Six black African migrants have been stabbed in Tunisia, one of them to death, in a brutal gang attack between 22-23 May that was caught on video.
Seven Tunisians attacked 19 migrants in the Sfax area with knives and sabres, reports AFP, at a house where they were living in the El Haffara district.
The man who died was 30 and from Benin, according to court spokesman Faouzi Masmoudi. Three of the perpetrators, aged 17, 23 and 26, have been arrested.
Twenty-three NGOs, including the Tunisian League for Human Rights and the World Organisation Against Torture, have denounced the attack amid rising racism in the country:
“Hate speech and intimidation against migrants from sub-Saharan Africa disseminated on social networks contribute to mobilisation against the most vulnerable groups and fuel violent behaviour against them.”
They denounced “a climate of impunity” and “normalisation of violence” since President Kais Saied’s speech on 21 February this year.
In early March, racist attacks on hundreds of sub-Saharan Africans and black Tunisians took place across the country following a speech by Saied in which he claimed that immigration is a plot at changing Tunisia’s demography.
Saied ordered that security forces take “urgent measures” against “hordes” of undocumented sub-Saharan African migrants.

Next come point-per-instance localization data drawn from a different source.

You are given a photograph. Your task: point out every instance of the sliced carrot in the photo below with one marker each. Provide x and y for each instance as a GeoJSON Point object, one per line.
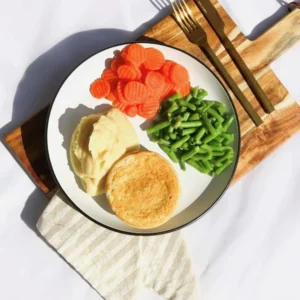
{"type": "Point", "coordinates": [120, 91]}
{"type": "Point", "coordinates": [111, 77]}
{"type": "Point", "coordinates": [138, 73]}
{"type": "Point", "coordinates": [135, 92]}
{"type": "Point", "coordinates": [165, 69]}
{"type": "Point", "coordinates": [184, 90]}
{"type": "Point", "coordinates": [113, 95]}
{"type": "Point", "coordinates": [168, 90]}
{"type": "Point", "coordinates": [127, 72]}
{"type": "Point", "coordinates": [155, 80]}
{"type": "Point", "coordinates": [109, 74]}
{"type": "Point", "coordinates": [125, 49]}
{"type": "Point", "coordinates": [120, 105]}
{"type": "Point", "coordinates": [115, 64]}
{"type": "Point", "coordinates": [131, 111]}
{"type": "Point", "coordinates": [100, 88]}
{"type": "Point", "coordinates": [155, 59]}
{"type": "Point", "coordinates": [136, 54]}
{"type": "Point", "coordinates": [148, 110]}
{"type": "Point", "coordinates": [179, 75]}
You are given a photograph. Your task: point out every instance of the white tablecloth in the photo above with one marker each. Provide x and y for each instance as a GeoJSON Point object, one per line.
{"type": "Point", "coordinates": [247, 247]}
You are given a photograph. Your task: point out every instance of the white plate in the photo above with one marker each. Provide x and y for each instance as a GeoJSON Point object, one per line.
{"type": "Point", "coordinates": [73, 101]}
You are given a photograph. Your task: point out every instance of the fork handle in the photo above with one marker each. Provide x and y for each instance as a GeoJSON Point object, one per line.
{"type": "Point", "coordinates": [248, 76]}
{"type": "Point", "coordinates": [232, 85]}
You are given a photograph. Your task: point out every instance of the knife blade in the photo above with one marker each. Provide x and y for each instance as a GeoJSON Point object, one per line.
{"type": "Point", "coordinates": [214, 19]}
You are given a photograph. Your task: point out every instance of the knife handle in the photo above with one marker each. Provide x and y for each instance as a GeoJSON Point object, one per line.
{"type": "Point", "coordinates": [232, 84]}
{"type": "Point", "coordinates": [248, 76]}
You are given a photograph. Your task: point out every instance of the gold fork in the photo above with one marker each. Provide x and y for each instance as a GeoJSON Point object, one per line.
{"type": "Point", "coordinates": [196, 35]}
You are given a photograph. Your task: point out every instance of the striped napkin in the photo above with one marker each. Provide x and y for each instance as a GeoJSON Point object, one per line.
{"type": "Point", "coordinates": [118, 265]}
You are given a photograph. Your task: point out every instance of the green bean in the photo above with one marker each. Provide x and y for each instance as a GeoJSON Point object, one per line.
{"type": "Point", "coordinates": [153, 138]}
{"type": "Point", "coordinates": [158, 127]}
{"type": "Point", "coordinates": [156, 133]}
{"type": "Point", "coordinates": [230, 140]}
{"type": "Point", "coordinates": [215, 114]}
{"type": "Point", "coordinates": [182, 165]}
{"type": "Point", "coordinates": [219, 139]}
{"type": "Point", "coordinates": [180, 142]}
{"type": "Point", "coordinates": [190, 154]}
{"type": "Point", "coordinates": [195, 91]}
{"type": "Point", "coordinates": [202, 93]}
{"type": "Point", "coordinates": [194, 117]}
{"type": "Point", "coordinates": [208, 125]}
{"type": "Point", "coordinates": [174, 97]}
{"type": "Point", "coordinates": [221, 107]}
{"type": "Point", "coordinates": [208, 105]}
{"type": "Point", "coordinates": [192, 142]}
{"type": "Point", "coordinates": [186, 116]}
{"type": "Point", "coordinates": [185, 146]}
{"type": "Point", "coordinates": [218, 153]}
{"type": "Point", "coordinates": [202, 156]}
{"type": "Point", "coordinates": [227, 123]}
{"type": "Point", "coordinates": [215, 143]}
{"type": "Point", "coordinates": [188, 131]}
{"type": "Point", "coordinates": [216, 148]}
{"type": "Point", "coordinates": [170, 129]}
{"type": "Point", "coordinates": [223, 167]}
{"type": "Point", "coordinates": [190, 124]}
{"type": "Point", "coordinates": [207, 164]}
{"type": "Point", "coordinates": [188, 97]}
{"type": "Point", "coordinates": [172, 108]}
{"type": "Point", "coordinates": [187, 105]}
{"type": "Point", "coordinates": [206, 148]}
{"type": "Point", "coordinates": [197, 102]}
{"type": "Point", "coordinates": [200, 134]}
{"type": "Point", "coordinates": [226, 136]}
{"type": "Point", "coordinates": [197, 166]}
{"type": "Point", "coordinates": [210, 137]}
{"type": "Point", "coordinates": [170, 153]}
{"type": "Point", "coordinates": [173, 136]}
{"type": "Point", "coordinates": [219, 161]}
{"type": "Point", "coordinates": [162, 141]}
{"type": "Point", "coordinates": [178, 122]}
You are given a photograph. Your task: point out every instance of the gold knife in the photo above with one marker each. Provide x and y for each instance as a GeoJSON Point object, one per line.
{"type": "Point", "coordinates": [212, 16]}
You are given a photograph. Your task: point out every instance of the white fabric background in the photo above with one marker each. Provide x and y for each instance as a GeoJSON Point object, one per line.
{"type": "Point", "coordinates": [247, 247]}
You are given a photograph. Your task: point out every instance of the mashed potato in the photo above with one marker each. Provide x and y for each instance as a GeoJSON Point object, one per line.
{"type": "Point", "coordinates": [98, 141]}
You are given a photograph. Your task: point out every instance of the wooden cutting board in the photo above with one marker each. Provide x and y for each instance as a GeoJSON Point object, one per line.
{"type": "Point", "coordinates": [27, 142]}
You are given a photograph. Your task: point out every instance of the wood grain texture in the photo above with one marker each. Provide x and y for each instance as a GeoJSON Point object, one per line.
{"type": "Point", "coordinates": [27, 141]}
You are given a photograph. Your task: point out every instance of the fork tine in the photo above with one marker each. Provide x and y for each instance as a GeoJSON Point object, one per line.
{"type": "Point", "coordinates": [190, 14]}
{"type": "Point", "coordinates": [186, 16]}
{"type": "Point", "coordinates": [179, 19]}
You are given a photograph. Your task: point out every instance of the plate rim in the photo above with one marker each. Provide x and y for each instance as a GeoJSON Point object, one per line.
{"type": "Point", "coordinates": [123, 231]}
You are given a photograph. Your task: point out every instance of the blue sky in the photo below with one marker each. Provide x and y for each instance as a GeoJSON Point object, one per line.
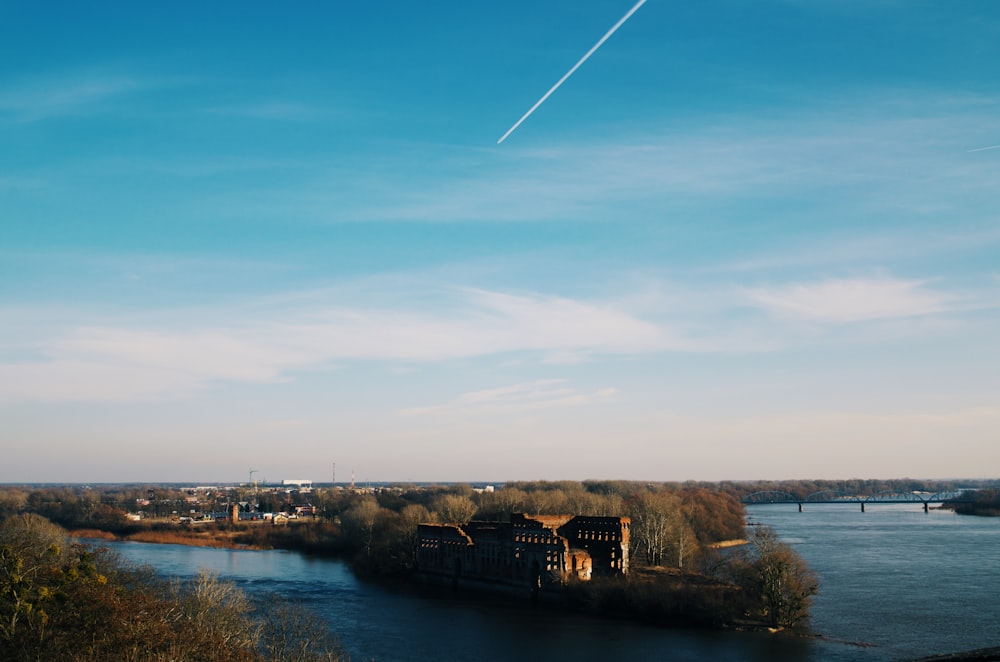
{"type": "Point", "coordinates": [744, 240]}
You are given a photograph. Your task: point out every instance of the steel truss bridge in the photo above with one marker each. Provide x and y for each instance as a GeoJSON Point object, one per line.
{"type": "Point", "coordinates": [835, 496]}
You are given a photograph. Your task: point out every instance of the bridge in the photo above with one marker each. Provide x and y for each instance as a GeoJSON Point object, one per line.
{"type": "Point", "coordinates": [835, 496]}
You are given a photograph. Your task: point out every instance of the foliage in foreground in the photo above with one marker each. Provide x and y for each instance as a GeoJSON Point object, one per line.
{"type": "Point", "coordinates": [776, 576]}
{"type": "Point", "coordinates": [63, 601]}
{"type": "Point", "coordinates": [985, 503]}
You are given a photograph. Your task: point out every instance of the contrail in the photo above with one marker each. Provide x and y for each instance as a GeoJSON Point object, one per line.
{"type": "Point", "coordinates": [575, 67]}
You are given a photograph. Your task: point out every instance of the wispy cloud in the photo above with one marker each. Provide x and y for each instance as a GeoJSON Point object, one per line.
{"type": "Point", "coordinates": [49, 96]}
{"type": "Point", "coordinates": [127, 362]}
{"type": "Point", "coordinates": [530, 396]}
{"type": "Point", "coordinates": [852, 299]}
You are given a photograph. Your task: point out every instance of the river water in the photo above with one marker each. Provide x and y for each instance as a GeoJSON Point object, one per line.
{"type": "Point", "coordinates": [896, 583]}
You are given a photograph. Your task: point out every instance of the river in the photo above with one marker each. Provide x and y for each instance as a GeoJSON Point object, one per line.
{"type": "Point", "coordinates": [896, 583]}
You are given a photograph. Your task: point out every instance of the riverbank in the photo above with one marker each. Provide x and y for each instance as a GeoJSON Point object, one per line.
{"type": "Point", "coordinates": [214, 538]}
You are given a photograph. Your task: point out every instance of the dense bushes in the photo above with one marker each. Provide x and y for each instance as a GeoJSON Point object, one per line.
{"type": "Point", "coordinates": [63, 601]}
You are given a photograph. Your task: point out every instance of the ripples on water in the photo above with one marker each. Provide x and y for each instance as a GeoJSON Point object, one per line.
{"type": "Point", "coordinates": [905, 582]}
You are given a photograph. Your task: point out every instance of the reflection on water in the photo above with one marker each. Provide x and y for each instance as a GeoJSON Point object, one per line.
{"type": "Point", "coordinates": [905, 582]}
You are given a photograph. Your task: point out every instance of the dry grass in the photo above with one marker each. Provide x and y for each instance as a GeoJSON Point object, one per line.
{"type": "Point", "coordinates": [92, 533]}
{"type": "Point", "coordinates": [221, 539]}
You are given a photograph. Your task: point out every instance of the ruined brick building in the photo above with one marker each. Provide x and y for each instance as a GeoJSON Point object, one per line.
{"type": "Point", "coordinates": [533, 551]}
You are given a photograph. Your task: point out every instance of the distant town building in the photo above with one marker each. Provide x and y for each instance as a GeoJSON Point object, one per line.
{"type": "Point", "coordinates": [532, 551]}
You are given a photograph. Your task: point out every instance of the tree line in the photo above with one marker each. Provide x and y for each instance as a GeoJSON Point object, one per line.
{"type": "Point", "coordinates": [680, 567]}
{"type": "Point", "coordinates": [60, 600]}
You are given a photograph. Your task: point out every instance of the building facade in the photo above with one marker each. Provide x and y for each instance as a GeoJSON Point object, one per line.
{"type": "Point", "coordinates": [533, 551]}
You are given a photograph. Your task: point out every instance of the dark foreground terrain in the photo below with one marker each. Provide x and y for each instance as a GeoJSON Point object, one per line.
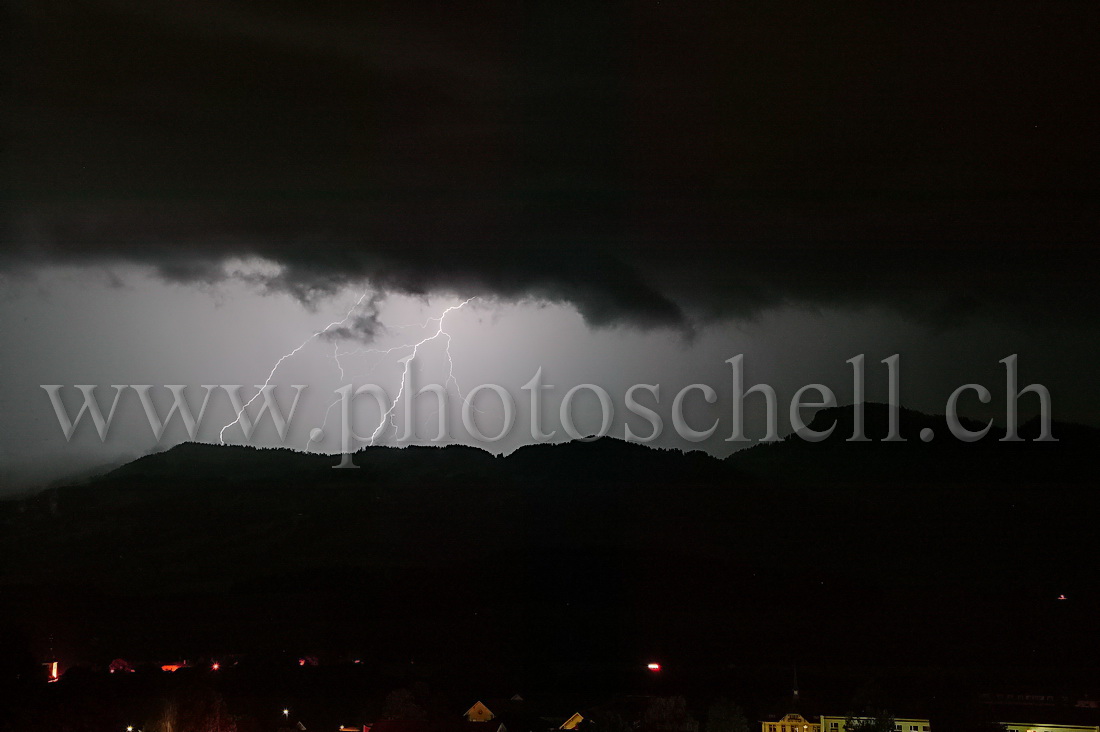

Armed mobs attacked their homes, many lost their jobs and housing overnight, women were threatened with sexual violence. Victims who were identified as having spoken to the press were arrested and detained.
Hundreds took to the streets of Tunis to denounce Saied’s racist remarks and hate speech, demanding that he apologise for his comments.
In 2021 Saied suspended parliament, dismissed the government, and set about cracking down on the opposition. African migrants were blamed for the shortage of food in the shops, and for stealing Tunisians’ jobs.
In 2018 Tunisia became the first country in the Middle East and North Africa region to pass legislation penalising racial discrimination yet civil society groups say is now not adhering to its own legislation.